On k1 (192.168.0.111):

# Edit /opt/kafka/config/kraft/server.properties
process.roles=broker,controller
node.id=1

# Listeners
listeners=PLAINTEXT://192.168.0.111:9092,CONTROLLER://192.168.0.111:9093
inter.broker.listener.name=PLAINTEXT
advertised.listeners=PLAINTEXT://192.168.0.111:9092
controller.listener.names=CONTROLLER

# Controller Quorum Voters
controller.quorum.voters=1@192.168.0.111:9093,2@192.168.0.112:9093,3@192.168.0.113:9093

# Log Directory
log.dirs=/var/lib/kafka/data

Note: Repeat for k2 and k3, updating node.id to 2 and 3, and adjusting the listener IPs accordingly.

Step 3: Cluster ID Generation & Formatting

All nodes in a Kafka cluster must share the same Cluster ID. Generate it on your first node and distribute it to others.

# 1. Generate a Cluster UUID (On Node k1 ONLY)
KAFKA_CLUSTER_ID="$(/opt/kafka/bin/kafka-storage.sh random-uuid)"
echo $KAFKA_CLUSTER_ID
# Example Output: y9icjMjBRrS5gjfgSaea_Q

# 2. Export the ID on ALL nodes (k1, k2, k3)
# Replace with the actual ID generated in step 1
export KAFKA_CLUSTER_ID="y9icjMjBRrS5gjfgSaea_Q"

# Ensure it's set correctly
echo $KAFKA_CLUSTER_ID

# 3. Format Log Directories (On ALL nodes)
/opt/kafka/bin/kafka-storage.sh format \
  -t $KAFKA_CLUSTER_ID \
  -c /opt/kafka/config/kraft/server.properties

Step 4: Automating with Systemd

Create a service file to manage the Kafka process.

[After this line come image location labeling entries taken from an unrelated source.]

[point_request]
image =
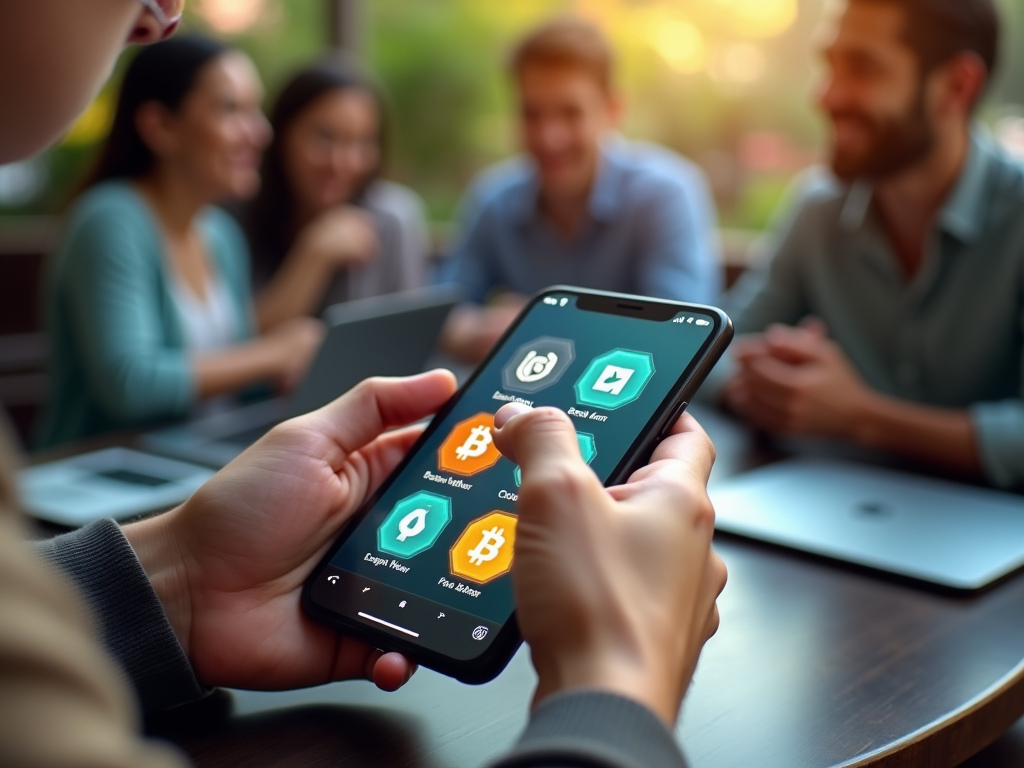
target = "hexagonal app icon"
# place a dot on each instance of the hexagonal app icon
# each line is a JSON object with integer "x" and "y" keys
{"x": 484, "y": 550}
{"x": 469, "y": 449}
{"x": 414, "y": 524}
{"x": 538, "y": 364}
{"x": 588, "y": 448}
{"x": 614, "y": 379}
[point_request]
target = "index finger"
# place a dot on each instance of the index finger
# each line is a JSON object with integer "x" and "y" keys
{"x": 536, "y": 438}
{"x": 358, "y": 417}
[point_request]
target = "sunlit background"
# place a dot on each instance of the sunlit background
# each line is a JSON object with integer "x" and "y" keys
{"x": 729, "y": 83}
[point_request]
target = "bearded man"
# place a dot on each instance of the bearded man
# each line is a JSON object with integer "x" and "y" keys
{"x": 888, "y": 308}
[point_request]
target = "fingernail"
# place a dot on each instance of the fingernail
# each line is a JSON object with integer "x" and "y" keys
{"x": 509, "y": 411}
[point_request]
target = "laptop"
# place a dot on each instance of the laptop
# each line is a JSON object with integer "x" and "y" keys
{"x": 954, "y": 536}
{"x": 114, "y": 482}
{"x": 391, "y": 335}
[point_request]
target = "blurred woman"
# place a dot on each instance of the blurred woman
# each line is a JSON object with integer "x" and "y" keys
{"x": 325, "y": 227}
{"x": 148, "y": 301}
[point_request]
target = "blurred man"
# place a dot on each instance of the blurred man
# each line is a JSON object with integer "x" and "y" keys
{"x": 890, "y": 307}
{"x": 584, "y": 206}
{"x": 208, "y": 594}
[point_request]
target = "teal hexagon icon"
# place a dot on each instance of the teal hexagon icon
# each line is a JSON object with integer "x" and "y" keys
{"x": 414, "y": 524}
{"x": 588, "y": 446}
{"x": 614, "y": 379}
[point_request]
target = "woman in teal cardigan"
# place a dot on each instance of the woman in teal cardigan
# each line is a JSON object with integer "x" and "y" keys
{"x": 148, "y": 305}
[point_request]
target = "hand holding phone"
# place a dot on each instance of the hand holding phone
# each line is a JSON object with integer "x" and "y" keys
{"x": 425, "y": 566}
{"x": 614, "y": 588}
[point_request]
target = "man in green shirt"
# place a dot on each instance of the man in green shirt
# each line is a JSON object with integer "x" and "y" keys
{"x": 889, "y": 307}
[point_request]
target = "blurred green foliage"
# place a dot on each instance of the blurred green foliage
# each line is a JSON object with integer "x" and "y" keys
{"x": 440, "y": 64}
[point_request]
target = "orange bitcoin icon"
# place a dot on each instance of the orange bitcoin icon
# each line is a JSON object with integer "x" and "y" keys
{"x": 469, "y": 449}
{"x": 484, "y": 550}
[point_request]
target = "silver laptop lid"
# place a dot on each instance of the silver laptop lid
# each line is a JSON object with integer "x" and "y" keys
{"x": 948, "y": 534}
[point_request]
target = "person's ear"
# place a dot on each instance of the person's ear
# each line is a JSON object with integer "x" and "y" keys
{"x": 962, "y": 84}
{"x": 156, "y": 127}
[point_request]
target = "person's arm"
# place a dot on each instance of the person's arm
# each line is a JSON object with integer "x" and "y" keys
{"x": 131, "y": 621}
{"x": 770, "y": 291}
{"x": 340, "y": 238}
{"x": 802, "y": 383}
{"x": 64, "y": 700}
{"x": 281, "y": 356}
{"x": 680, "y": 256}
{"x": 611, "y": 667}
{"x": 944, "y": 437}
{"x": 593, "y": 729}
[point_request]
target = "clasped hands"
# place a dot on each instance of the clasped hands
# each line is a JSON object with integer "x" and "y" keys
{"x": 615, "y": 588}
{"x": 797, "y": 381}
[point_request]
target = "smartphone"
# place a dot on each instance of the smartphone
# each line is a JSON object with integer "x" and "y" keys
{"x": 424, "y": 566}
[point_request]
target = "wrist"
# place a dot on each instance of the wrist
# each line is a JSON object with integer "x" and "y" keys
{"x": 650, "y": 685}
{"x": 164, "y": 563}
{"x": 868, "y": 418}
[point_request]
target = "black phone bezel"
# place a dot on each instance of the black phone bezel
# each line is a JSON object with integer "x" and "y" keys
{"x": 494, "y": 659}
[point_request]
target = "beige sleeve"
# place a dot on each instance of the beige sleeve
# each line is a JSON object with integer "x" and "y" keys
{"x": 62, "y": 701}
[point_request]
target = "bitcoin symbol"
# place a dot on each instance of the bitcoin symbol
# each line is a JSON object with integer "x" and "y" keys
{"x": 413, "y": 523}
{"x": 487, "y": 549}
{"x": 475, "y": 445}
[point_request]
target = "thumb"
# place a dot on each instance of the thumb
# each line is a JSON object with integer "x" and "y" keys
{"x": 537, "y": 439}
{"x": 815, "y": 327}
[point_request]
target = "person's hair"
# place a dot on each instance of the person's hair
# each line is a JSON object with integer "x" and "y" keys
{"x": 164, "y": 73}
{"x": 570, "y": 42}
{"x": 269, "y": 218}
{"x": 939, "y": 30}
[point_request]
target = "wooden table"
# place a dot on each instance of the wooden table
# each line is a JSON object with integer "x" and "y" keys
{"x": 815, "y": 665}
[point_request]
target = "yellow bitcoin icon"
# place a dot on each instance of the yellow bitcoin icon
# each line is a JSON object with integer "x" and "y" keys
{"x": 484, "y": 550}
{"x": 470, "y": 448}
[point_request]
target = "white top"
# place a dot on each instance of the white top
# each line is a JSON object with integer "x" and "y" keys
{"x": 208, "y": 325}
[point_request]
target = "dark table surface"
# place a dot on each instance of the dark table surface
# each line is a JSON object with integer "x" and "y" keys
{"x": 815, "y": 665}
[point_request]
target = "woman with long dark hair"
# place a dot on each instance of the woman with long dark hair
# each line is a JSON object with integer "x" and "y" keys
{"x": 326, "y": 227}
{"x": 148, "y": 295}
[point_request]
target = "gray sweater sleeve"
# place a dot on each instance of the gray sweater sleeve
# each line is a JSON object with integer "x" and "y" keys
{"x": 590, "y": 729}
{"x": 132, "y": 622}
{"x": 585, "y": 729}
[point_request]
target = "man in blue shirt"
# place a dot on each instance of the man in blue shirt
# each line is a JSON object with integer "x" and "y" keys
{"x": 889, "y": 308}
{"x": 583, "y": 206}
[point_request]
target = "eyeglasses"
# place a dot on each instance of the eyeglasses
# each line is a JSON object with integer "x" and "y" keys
{"x": 167, "y": 13}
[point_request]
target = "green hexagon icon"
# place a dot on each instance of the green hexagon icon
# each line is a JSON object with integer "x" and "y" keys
{"x": 588, "y": 446}
{"x": 614, "y": 379}
{"x": 414, "y": 524}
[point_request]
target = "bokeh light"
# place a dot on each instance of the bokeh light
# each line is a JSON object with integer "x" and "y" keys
{"x": 681, "y": 44}
{"x": 230, "y": 16}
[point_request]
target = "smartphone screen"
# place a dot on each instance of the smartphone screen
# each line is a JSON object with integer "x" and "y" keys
{"x": 429, "y": 562}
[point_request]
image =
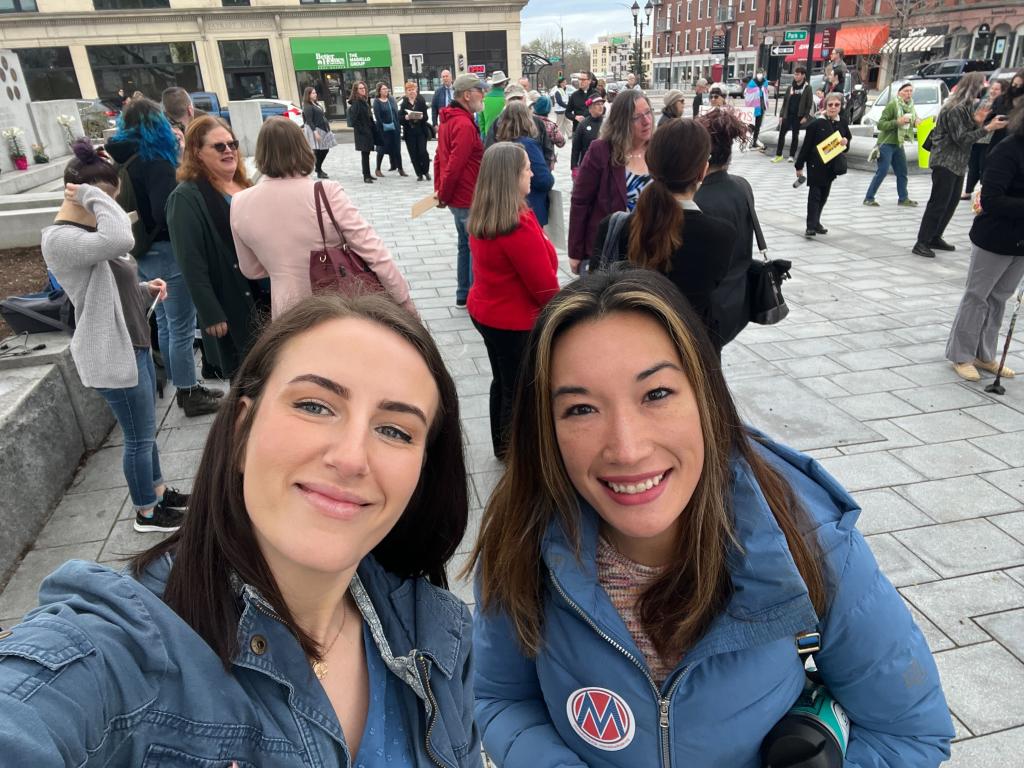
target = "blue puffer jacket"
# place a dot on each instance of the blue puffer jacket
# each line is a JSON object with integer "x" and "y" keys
{"x": 588, "y": 698}
{"x": 105, "y": 674}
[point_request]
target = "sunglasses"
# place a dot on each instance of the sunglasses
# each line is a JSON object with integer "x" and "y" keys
{"x": 222, "y": 146}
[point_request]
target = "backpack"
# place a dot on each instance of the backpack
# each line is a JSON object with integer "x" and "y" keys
{"x": 129, "y": 203}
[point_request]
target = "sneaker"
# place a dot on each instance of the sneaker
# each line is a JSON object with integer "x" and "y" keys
{"x": 173, "y": 499}
{"x": 198, "y": 401}
{"x": 163, "y": 520}
{"x": 920, "y": 249}
{"x": 967, "y": 371}
{"x": 993, "y": 368}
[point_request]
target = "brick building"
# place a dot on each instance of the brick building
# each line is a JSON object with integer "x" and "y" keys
{"x": 866, "y": 30}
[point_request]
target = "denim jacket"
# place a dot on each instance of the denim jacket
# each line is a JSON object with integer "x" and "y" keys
{"x": 104, "y": 673}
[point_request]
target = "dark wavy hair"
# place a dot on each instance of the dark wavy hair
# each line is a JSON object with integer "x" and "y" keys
{"x": 217, "y": 541}
{"x": 144, "y": 122}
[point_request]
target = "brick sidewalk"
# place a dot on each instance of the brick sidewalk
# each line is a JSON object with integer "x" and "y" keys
{"x": 855, "y": 376}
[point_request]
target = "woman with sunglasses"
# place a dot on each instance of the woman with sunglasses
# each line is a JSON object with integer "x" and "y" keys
{"x": 647, "y": 563}
{"x": 612, "y": 174}
{"x": 198, "y": 217}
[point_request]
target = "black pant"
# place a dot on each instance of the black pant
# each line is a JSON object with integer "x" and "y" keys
{"x": 321, "y": 156}
{"x": 505, "y": 350}
{"x": 416, "y": 142}
{"x": 977, "y": 166}
{"x": 816, "y": 199}
{"x": 788, "y": 124}
{"x": 942, "y": 204}
{"x": 757, "y": 129}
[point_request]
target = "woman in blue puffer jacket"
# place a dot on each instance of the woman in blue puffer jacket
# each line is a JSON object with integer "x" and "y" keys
{"x": 646, "y": 563}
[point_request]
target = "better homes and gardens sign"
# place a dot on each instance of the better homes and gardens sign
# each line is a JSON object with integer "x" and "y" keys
{"x": 354, "y": 52}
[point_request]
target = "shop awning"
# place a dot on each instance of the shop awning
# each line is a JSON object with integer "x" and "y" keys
{"x": 911, "y": 44}
{"x": 856, "y": 41}
{"x": 352, "y": 52}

# /etc/systemd/system/kafka.service
[Unit]
Description=Apache Kafka Server
After=network.target

[Service]
Type=simple
User=kafka
Group=kafka
ExecStart=/opt/kafka/bin/kafka-server-start.sh /opt/kafka/config/kraft/server.properties
ExecStop=/opt/kafka/bin/kafka-server-stop.sh
Restart=on-failure

[Install]
WantedBy=multi-user.target

Starting the Cluster

sudo systemctl daemon-reload
sudo systemctl enable kafka
sudo systemctl start kafka

Step 5: Verification

Verify the cluster is healthy by creating a topic and producing/consuming messages.

# Create a Topic
/opt/kafka/bin/kafka-topics.sh --create --topic test-events --bootstrap-server 192.168.0.111:9092 --partitions 3 --replication-factor 3

# List Topics
/opt/kafka/bin/kafka-topics.sh --list --bootstrap-server 192.168.0.111:9092

# Produce Messages
/opt/kafka/bin/kafka-console-producer.sh --topic test-events --bootstrap-server 192.168.0.111:9092

# Consume Messages (From another terminal)
/opt/kafka/bin/kafka-console-consumer.sh --topic test-events --from-beginning --bootstrap-server 192.168.0.111:9092

Critical Configurations

  • advertised.listeners: This must be the IP reachable by clients.
  • num.network.threads & num.io.threads: Adjust based on CPU cores.
  • group.initial.rebalance.delay.ms: Set to 3000 in production to prevent frequent rebalancing.
  • offsets.topic.replication.factor: Set to 3 for high availability.